- Born: 1 January 1957 Royat
- Died: 23 December 2021 (aged 64)
- Occupations: Journalist, Radio personality, Writer, Television director

= Patrick N'Guema N'Dong =

Franco-Gabonese journalist (1957–2021)

Patrick N'Guema N'Dong (1957 – 23 December 2021) was a French-Gabonese journalist on Gabon's Africa N°1 radio station, which is transmitted through French Africa and France. He was known for his two programs devoted to the occult sciences, parapsychology, and traditional African religions.

== Early life and education ==
N'Dong was born in Royat, France in 1957. His mother was French and his father Gabonese.
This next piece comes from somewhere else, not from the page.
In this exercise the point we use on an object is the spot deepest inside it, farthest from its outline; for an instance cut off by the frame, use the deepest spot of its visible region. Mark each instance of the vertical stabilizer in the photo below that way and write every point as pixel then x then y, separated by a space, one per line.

He attended high school at the Lycée Léon M'Ba à Libreville (the Léon M'Ba Lycée at Libreville). He received a degree in Letters at the Academy of Clermont-Ferrand and an English licentiate from Omar Bongo University in 1978, after which he attended the University of Indiana, where he received a Master of Comparative Literature in 1982. It was during this time in the United States that he became interested in parapsychology.

== Radio career ==
N'Dong hosted "Triangle" with Bruce Walker Mapoma, a program which tackles various subjects related to the occult sciences, and answers questions from listeners.

N'Dong also hosted "L’Aventure mystérieuse" ("The mysterious adventure") (every Sunday starting at 9:10 PM Paris time) which has been in production for nearly 20 years. The program presents fictional stories in which mystery plays a great part, with some recurring characters, such as the wizard Fifian Ribana, the general Mangani Mangwa, or the professor Eubénézer Euthanazief, and often in the imaginary city of Bangos.

== Writing ==
His book Rêves de serpent (Snake Dreams) is divided into two parts. In the first part, N'Dong interprets twenty dreams, all involving snakes, and explains the significance of snakes in African mysticism. In the second part, the appearance of snakes in literature and other traditions is described, with pieces written by guest authors.

== Personal life and death ==
N'Dong died on 23 December 2021, at the age of 64.